In between, in chapters that range from mildly to not at all amusing, Paul examines the Dracula/vampire fascination in the West, from films to clubs to swinger groups to killers to music to amusement park funhouses to consumer products to museums to live-action-role game playing. At one point, Bibeau mentions seeing an example of the anti-vampire kits that were ostensibly available at hotel front desks to Victorian-era travelers traipsing through Eastern Europe, but, in a major omission, he doesn't describe the kit's contents. Garlic, crucifix, holy water, mirror, and sharpened stake, perhaps? Also, he makes almost no reference to my personal favorite American icon and resident of my most fevered dreams, Elvira Mistress of the Dark.

Because the humor in SUNDAYS WITH VLAD is so inconsistent and the subject matter sometimes poorly chosen, I'm awarding a generous 4 stars, and that because of the two chapters set in Romania that are, by themselves, worth the price of the book. It's important to realize that the Romanians themselves, badly in need of tourist dollars, have pretty much declined to capitalize on the Dracula legend because there's little to no connection between the fictional character, a monument to Western kitsch and imagination, and Vlad the Impaler, a national hero for his opposition to the Turks. It would be like building a theme park celebrating George Washington the werewolf.

My reservations aside, SUNDAYS WITH VLAD will be considered essential reading by any aficionado of the blood sucking tradition.



Customer Rating: Average rating of 4/5Average rating of 4/5Average rating of 4/5Average rating of 4/5Average rating of 4/5
Summary: A light and entertaining read
Comment: This is a lively book that takes the reader on a bouncing ramble through vampires and Dracula in popular culture. It presents a number of portraits of individuals and situations, rather than making a single cohesive argument, and sometimes the connections between one profile (a parade in Philadelphia, a former amusement park attraction, visits with Jeanne Youngson and J. Gordon Melton, and so on) and the next are made in a few rather perfunctory sentences. But the descriptions of Bibeau's two trips to Romania are entertaining and enlightening. The chapters about the gaming convention and the real life vampiric community are also done quite well. I wish Bibeau had found more worthy subjects from the vampiric community to interview--he (and his readers) would have learned a lot more, and I don't mean that in a snide way. Bibeau leaves a lot unexplained about his motivations for choosing the people, events and media that he highlights, so it's possible Jonathon Sharkey and Sebastiaan Todd were the only people who would talk to him that he could find within his deadline.

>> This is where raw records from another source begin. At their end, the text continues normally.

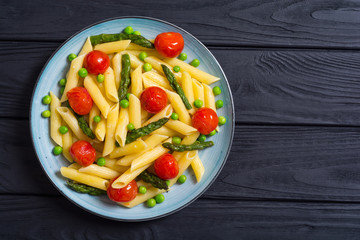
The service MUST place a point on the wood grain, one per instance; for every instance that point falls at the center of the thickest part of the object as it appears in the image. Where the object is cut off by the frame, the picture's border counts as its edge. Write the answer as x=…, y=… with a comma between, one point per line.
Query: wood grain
x=269, y=85
x=266, y=163
x=323, y=24
x=57, y=218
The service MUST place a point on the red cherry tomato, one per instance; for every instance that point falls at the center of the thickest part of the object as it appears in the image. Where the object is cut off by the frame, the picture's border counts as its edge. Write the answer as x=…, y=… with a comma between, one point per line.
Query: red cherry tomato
x=124, y=194
x=205, y=120
x=80, y=100
x=96, y=62
x=166, y=166
x=83, y=153
x=153, y=99
x=169, y=44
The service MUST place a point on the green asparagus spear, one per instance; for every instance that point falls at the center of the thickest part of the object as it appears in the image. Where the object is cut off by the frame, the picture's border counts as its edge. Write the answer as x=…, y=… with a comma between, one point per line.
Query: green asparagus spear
x=195, y=146
x=125, y=76
x=81, y=188
x=84, y=126
x=175, y=85
x=137, y=39
x=155, y=181
x=140, y=132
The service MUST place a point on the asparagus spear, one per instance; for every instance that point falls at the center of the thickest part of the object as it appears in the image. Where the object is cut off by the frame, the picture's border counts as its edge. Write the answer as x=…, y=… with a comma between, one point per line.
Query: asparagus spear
x=81, y=188
x=175, y=85
x=125, y=76
x=137, y=39
x=195, y=146
x=140, y=132
x=155, y=181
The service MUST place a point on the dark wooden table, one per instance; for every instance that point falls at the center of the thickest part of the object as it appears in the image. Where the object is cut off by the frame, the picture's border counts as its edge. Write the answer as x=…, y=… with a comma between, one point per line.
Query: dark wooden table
x=294, y=167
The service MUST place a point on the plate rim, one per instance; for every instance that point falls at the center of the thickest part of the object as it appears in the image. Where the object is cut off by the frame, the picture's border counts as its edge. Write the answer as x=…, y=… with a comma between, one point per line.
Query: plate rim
x=174, y=210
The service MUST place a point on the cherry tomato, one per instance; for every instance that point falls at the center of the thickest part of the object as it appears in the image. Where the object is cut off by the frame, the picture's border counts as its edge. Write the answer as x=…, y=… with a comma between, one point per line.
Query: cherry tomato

In magazine article style, each chapter hits the ground running and then catches the reader up on the fly, giving the narrative a somewhat breathless velocity and numerous associative digressions. There are limitations to the method Bibeau employs to explore his theme. It's impossible, for example, to really understand what LARPing means to the people for whom it is a way of life, just by sitting in on sessions at a single weekend gaming convention. Interviewing high-profile attention-seekers tells the reader very little of substance about what the real vampiric community and its members think and experience, and *Sundays With Vlad* tells us what it's like to visit Romania but not what it's like to be a Romanian. The book's subtitle is "from Pennsylvania to Transylvania, one man's quest to live in the world of the undead," but Bibeau never comes close to occupying that world--he's just a tourist. Still, the tourist travelogue has a long pedigree in the field of vampirology (that's all that de Tournefort's book is, after all) and Bibeau never condescends to his topic or the people he interviews. *Sundays With Vlad* has no pretensions to be anything other than it is.

Unfortunately, the text is marred by numerous typos and errors, which probably should be blamed on the editor and publisher rather than the author. Perhaps these can be corrected before the next printing.